Two floors of research laboratories – treated as north-facing artists’ studios overlooking the sweep of Dublin Bay, from the city centre to Howth – are dramatically elevated on red steel columns and shelter a timber-slatted library and seminar space on the ground floor. There is more than a hint of Le Corbusier’s Houses 14 and 15 at the Weissenhof Siedlung in Stuttgart (where Tuomey was a key collaborator on Jim Stirling’s Staatsgallerie) about the parti.

“We didn't want chimneys and ducts,” he says. “This is not a unit of production, but of contemplation and concentration. I don’t think plumbing has the same value as structure. It’s not for expressing.” Unusually for a heavily serviced laboratory building, there are no flues or pipes on view; they are all subsumed within the overall form.

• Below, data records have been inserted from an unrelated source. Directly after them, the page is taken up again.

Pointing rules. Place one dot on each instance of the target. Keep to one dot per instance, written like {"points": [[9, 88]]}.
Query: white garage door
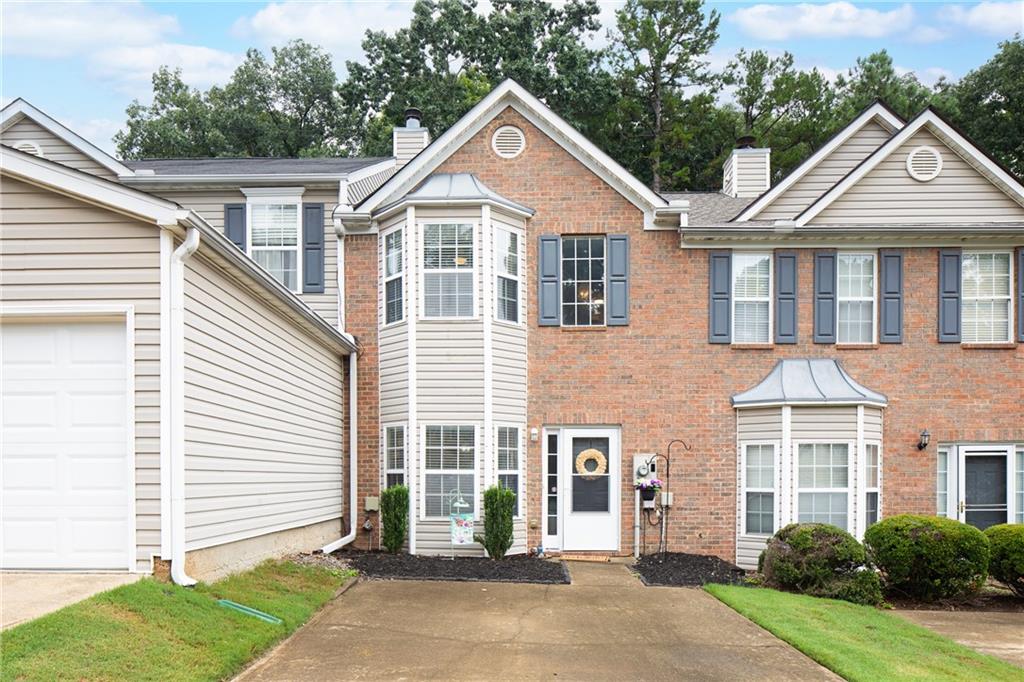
{"points": [[66, 479]]}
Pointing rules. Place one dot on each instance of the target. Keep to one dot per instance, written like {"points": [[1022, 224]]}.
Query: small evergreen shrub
{"points": [[499, 506], [928, 557], [820, 560], [1007, 561], [394, 517]]}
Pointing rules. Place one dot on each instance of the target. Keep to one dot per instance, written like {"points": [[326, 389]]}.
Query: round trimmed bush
{"points": [[820, 560], [1007, 562], [928, 557]]}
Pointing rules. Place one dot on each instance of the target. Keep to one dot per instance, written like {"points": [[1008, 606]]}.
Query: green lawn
{"points": [[861, 642], [155, 631]]}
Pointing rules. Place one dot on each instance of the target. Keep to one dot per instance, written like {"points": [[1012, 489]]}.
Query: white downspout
{"points": [[352, 442], [177, 413]]}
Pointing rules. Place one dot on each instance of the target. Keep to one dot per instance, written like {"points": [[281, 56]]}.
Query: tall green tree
{"points": [[658, 52]]}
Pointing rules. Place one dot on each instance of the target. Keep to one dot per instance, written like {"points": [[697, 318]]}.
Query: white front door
{"points": [[591, 488], [65, 461]]}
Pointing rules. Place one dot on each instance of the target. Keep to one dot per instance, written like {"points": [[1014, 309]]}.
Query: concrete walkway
{"points": [[997, 633], [27, 596], [605, 626]]}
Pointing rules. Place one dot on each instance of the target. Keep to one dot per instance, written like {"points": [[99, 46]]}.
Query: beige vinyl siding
{"points": [[828, 171], [60, 251], [53, 147], [263, 416], [888, 194], [210, 205]]}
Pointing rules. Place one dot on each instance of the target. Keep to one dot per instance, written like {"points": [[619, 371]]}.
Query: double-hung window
{"points": [[986, 297], [393, 266], [583, 281], [855, 314], [507, 274], [751, 298], [759, 488], [823, 483], [508, 461], [450, 456], [394, 456], [273, 238], [448, 270]]}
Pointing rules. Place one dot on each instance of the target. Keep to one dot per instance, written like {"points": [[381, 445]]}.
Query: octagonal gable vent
{"points": [[508, 141], [924, 164]]}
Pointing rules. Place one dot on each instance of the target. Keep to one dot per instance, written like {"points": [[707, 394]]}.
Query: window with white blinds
{"points": [[986, 296], [448, 270], [751, 298]]}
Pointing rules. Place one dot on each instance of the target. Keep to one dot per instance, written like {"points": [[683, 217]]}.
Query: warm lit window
{"points": [[448, 270], [856, 298], [450, 456], [822, 483], [583, 281], [986, 297], [393, 266], [751, 298]]}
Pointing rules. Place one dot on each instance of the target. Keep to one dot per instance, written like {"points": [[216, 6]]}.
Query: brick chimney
{"points": [[412, 139], [748, 170]]}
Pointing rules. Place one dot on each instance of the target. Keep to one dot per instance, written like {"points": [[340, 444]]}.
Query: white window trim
{"points": [[733, 298], [399, 275], [263, 197], [422, 270], [851, 464], [873, 298], [1012, 295], [744, 488], [519, 279], [423, 471]]}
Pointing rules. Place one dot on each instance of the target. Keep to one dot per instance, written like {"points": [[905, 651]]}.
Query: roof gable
{"points": [[970, 186]]}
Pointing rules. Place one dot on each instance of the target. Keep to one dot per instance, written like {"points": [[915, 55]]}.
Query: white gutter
{"points": [[177, 412], [352, 443]]}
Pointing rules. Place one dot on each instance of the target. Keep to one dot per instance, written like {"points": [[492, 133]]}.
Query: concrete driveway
{"points": [[27, 596], [605, 626]]}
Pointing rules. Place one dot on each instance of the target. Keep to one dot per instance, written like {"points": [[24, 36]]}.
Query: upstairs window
{"points": [[986, 297], [751, 298], [393, 308], [448, 270]]}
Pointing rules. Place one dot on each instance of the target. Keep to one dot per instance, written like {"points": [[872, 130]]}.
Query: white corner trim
{"points": [[877, 111], [947, 134]]}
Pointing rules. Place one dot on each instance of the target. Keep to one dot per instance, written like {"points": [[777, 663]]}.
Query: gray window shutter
{"points": [[235, 224], [312, 248], [549, 291], [891, 298], [720, 297], [824, 296], [949, 295], [619, 281], [785, 297]]}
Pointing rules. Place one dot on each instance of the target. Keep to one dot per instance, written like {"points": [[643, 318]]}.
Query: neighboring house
{"points": [[528, 313]]}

For reasons of economy, the building was constructed in lightweight dry construction. The understated external cladding pattern treats the tower and its pulled-out drawer of testing laboratories as a single entity. “If we were using stone, we’d mark out the storey heights,” says Tuomey, “but we thought the fibre-cement cladding was more like a wrapping material, where all you should read is the form of the thing wrapped. In the entrance hall, slotted into the valley between offices and studios, we brought the external materials inside and under, to increase the sense that the research labs have been lofted up.

“Sheila and I grew up influenced by the Constructivists,” says Tuomey. “The early perspectives by the Vesnin brothers show stretched skeletal frames and taut surfaces. We thought we’d make a Russian building while we were at it. I relish its surface tautness, with the windows pushed through – blistering through – the skin. Usually windows are set deep and cast shadows within the depth of the wall; here, they’re pushed out.”

To my eyes, there is something slightly gawky and appealing, something almost zoomorphic, about CRID. It’s that leggy quality that Tuomey talks about: it brings to mind nothing so much as a little black water hen, teetering on spindly red legs, dashing from the cover of the trees towards Belfield lake.